I’ve been praying for success. For each of my books to find publishers (which they have) and now for Cherry Bomb to become a success. To sell well. And my most recent prayer is that the agent I queried for my new book will sign me. All of this is about me asking for my will to be done, right? But isn’t it natural for a child to ask these things of her father? Even Flannery O’Connor prayed this way:
I want very much to success in the world with what I want to do…. Please help me dear God to be a good writer and to get something else accepted…. Oh dear God I want to write a novel, a good novel. I want to do this for a good feeling and for a bad one. The bad one is uppermost. The psychologists say it is the natural one…. (A Prayer Journal)
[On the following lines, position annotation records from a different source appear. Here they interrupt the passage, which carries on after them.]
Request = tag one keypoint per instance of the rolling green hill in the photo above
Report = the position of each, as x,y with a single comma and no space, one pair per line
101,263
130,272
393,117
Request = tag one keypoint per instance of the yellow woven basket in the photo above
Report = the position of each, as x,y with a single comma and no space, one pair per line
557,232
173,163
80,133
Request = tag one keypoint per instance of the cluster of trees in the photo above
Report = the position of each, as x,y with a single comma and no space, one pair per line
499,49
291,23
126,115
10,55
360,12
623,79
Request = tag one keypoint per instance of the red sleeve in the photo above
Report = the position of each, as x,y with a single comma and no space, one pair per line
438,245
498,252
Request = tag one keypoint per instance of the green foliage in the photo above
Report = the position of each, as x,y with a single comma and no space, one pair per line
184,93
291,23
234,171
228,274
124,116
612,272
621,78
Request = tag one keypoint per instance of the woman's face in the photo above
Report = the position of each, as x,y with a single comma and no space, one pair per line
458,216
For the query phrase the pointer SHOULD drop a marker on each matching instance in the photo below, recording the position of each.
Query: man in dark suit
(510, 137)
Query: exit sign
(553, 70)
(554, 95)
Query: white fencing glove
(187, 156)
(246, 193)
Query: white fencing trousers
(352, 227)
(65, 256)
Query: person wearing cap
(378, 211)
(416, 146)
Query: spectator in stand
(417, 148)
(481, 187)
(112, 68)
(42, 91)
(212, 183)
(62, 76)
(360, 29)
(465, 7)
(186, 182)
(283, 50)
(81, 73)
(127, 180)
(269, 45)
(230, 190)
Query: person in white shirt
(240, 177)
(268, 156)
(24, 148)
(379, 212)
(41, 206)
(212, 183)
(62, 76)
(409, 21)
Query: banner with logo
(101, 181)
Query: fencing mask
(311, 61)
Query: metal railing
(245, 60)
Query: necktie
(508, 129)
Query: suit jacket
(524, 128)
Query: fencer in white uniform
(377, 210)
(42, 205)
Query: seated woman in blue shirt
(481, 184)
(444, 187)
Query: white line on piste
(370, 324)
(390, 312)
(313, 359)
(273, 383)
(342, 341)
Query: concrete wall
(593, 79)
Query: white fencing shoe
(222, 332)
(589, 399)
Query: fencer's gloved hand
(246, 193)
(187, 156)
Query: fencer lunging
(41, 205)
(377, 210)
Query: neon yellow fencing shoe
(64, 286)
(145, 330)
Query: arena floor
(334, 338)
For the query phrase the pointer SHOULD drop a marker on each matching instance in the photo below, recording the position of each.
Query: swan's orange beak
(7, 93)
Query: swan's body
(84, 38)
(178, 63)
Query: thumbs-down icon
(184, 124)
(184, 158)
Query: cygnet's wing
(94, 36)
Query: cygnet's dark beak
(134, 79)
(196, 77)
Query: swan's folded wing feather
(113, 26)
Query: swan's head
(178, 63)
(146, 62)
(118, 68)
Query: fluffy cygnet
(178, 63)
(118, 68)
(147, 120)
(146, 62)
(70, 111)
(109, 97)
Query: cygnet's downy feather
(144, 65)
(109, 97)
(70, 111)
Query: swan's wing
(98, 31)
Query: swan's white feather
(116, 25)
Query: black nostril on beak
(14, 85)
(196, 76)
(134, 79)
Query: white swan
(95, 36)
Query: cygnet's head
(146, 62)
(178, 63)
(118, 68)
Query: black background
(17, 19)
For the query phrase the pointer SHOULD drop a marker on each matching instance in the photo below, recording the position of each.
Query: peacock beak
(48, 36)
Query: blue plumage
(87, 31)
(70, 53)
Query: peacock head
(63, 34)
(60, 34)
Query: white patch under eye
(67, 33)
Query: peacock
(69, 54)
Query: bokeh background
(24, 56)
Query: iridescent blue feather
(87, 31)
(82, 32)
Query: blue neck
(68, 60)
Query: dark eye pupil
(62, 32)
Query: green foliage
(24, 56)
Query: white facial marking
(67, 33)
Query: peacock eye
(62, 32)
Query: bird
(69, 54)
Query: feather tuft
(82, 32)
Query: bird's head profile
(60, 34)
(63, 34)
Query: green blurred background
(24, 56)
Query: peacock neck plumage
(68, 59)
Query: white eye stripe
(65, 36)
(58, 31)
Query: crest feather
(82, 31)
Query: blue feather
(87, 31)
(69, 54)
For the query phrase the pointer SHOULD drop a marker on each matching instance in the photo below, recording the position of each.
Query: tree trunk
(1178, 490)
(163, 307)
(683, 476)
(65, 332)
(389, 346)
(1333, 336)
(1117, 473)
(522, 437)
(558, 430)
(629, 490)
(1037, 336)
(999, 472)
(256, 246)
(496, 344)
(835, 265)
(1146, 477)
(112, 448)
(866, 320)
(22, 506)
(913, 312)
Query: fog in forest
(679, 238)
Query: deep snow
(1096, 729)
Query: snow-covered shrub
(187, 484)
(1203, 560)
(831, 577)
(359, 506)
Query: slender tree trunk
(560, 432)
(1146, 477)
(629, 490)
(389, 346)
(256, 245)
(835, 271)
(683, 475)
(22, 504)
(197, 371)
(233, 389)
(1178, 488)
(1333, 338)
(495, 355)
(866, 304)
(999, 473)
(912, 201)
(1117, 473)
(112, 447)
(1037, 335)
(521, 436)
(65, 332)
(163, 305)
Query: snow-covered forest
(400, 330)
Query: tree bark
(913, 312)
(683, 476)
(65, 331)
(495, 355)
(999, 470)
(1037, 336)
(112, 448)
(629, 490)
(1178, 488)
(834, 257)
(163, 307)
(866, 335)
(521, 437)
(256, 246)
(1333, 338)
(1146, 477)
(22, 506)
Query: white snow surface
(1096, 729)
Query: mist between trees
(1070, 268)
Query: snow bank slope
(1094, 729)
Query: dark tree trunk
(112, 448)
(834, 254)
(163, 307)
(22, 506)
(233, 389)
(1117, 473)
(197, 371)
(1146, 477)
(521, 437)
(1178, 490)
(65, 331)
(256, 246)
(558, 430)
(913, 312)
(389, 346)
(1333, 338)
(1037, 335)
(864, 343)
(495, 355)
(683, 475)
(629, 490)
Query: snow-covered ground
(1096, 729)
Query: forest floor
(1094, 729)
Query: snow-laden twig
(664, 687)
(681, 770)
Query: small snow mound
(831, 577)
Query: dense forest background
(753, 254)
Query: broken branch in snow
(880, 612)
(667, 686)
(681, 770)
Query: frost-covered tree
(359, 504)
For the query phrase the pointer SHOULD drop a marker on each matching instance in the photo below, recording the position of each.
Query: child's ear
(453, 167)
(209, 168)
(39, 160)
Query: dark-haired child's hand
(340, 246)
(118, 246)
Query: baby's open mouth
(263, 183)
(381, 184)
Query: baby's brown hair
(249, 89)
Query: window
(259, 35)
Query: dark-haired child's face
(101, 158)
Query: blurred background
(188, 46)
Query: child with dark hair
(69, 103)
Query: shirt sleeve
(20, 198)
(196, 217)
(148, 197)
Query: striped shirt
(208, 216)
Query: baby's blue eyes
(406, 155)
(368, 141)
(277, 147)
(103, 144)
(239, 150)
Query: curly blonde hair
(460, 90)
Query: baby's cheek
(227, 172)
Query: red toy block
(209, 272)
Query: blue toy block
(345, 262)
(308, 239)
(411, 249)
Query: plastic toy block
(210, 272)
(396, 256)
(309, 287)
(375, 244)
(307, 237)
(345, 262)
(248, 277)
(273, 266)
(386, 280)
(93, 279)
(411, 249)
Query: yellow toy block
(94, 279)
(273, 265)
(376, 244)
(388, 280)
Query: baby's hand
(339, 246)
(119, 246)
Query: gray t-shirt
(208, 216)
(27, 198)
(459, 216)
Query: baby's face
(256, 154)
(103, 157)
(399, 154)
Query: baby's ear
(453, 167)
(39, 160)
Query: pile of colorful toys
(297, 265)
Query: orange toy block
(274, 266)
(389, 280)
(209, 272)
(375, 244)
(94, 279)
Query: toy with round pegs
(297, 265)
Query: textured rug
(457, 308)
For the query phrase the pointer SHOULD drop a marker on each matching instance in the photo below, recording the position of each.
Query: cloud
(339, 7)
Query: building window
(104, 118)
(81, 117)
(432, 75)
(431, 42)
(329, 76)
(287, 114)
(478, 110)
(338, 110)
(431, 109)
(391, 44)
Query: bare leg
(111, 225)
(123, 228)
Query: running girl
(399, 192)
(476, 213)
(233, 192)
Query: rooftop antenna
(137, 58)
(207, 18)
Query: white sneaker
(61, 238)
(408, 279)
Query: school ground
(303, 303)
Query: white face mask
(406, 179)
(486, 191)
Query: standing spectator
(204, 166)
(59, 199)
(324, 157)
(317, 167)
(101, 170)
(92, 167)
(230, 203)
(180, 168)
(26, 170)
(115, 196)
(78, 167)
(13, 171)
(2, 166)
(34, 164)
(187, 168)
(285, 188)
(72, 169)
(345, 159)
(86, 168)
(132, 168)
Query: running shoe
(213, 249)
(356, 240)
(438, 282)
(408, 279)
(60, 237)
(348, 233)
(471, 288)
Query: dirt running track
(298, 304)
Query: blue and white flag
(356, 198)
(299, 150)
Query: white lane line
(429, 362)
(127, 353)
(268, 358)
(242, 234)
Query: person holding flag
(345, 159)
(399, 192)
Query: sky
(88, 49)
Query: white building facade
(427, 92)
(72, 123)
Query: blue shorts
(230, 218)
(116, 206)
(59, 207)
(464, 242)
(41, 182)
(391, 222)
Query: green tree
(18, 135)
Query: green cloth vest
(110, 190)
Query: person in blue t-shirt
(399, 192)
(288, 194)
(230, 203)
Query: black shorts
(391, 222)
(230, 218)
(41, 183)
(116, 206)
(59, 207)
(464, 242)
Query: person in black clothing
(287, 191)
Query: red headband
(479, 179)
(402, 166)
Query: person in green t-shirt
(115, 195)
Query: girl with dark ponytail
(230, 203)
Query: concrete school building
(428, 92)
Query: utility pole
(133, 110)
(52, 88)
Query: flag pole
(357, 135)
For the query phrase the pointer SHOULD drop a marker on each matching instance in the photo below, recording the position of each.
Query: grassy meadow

A good feeling and a bad one. I wonder what the bad one was. Was it pride she was worried about? Another place in the same prayer journal she says this:
I want so to love God all the way. At the same time I want all the things that seem opposed to it—I want to be a fine writer. Any success will tend to swell my head—unconsciously even. If I ever do get to be a fine writer, it will not be because I am a fine writer but because God has given me credit for a few of the things He kindly wrote for me.
I also want to love God “all the way,” and I wonder if wanting success as a writer is really “opposed to it,” as O’Connor suggests here. Maybe humility is the key. She does credit God for her success in the same paragraph.
At any rate, this morning I found myself releasing the tension a bit as I stood before my icons in prayer after reading Evagrius’ words. I felt my shoulders relaxing and a slight smile crossed my lips—especially as I looked at the icon of Saint Mary of Egypt, to whom I have been praying for success for Cherry Bomb. I was reminded of a conversation I had with a writer friend back in May—one who is a strong Christian—and her words about trusting God with her work. She has several successful novels and is coming out with another one in a week or two. But her countenance is peaceful, unlike my natural state of anxiety. She encouraged me to trust God with my work, which seems like an obvious thing for someone claiming to be a Christian, or a person of any faith, right?
It’s been several years since I visited the monastery in Michigan where I spent many weeks over a decade or so as a pilgrim and also studying iconography. The abbess there was somewhat of a spiritual mother to me during those years. The most striking thing about her wasn’t her wisdom, although she was very wise. It was her abiding peace. There’s a Psalm (I can’t find it right now) I remember the nuns chanting that said something about how “God arranges everything” for our good. He gives us what we need. But I wonder if prayer doesn’t change our desires, so that we eventually learn to ask for what we need. So that our will and His become more aligned? At some point, will it be okay to do what Jesus said in Matthew 21:22:
And whatever things you ask in prayer, believing, you will receive.
Believing. Today I ask for faith to believe that His will is best for me.
Taking a deep breath, I look at the icon of Christ and His Mother, “Mother of God, Tenderness,” (who often seems more accessible) and say aloud, “Thy will be done.”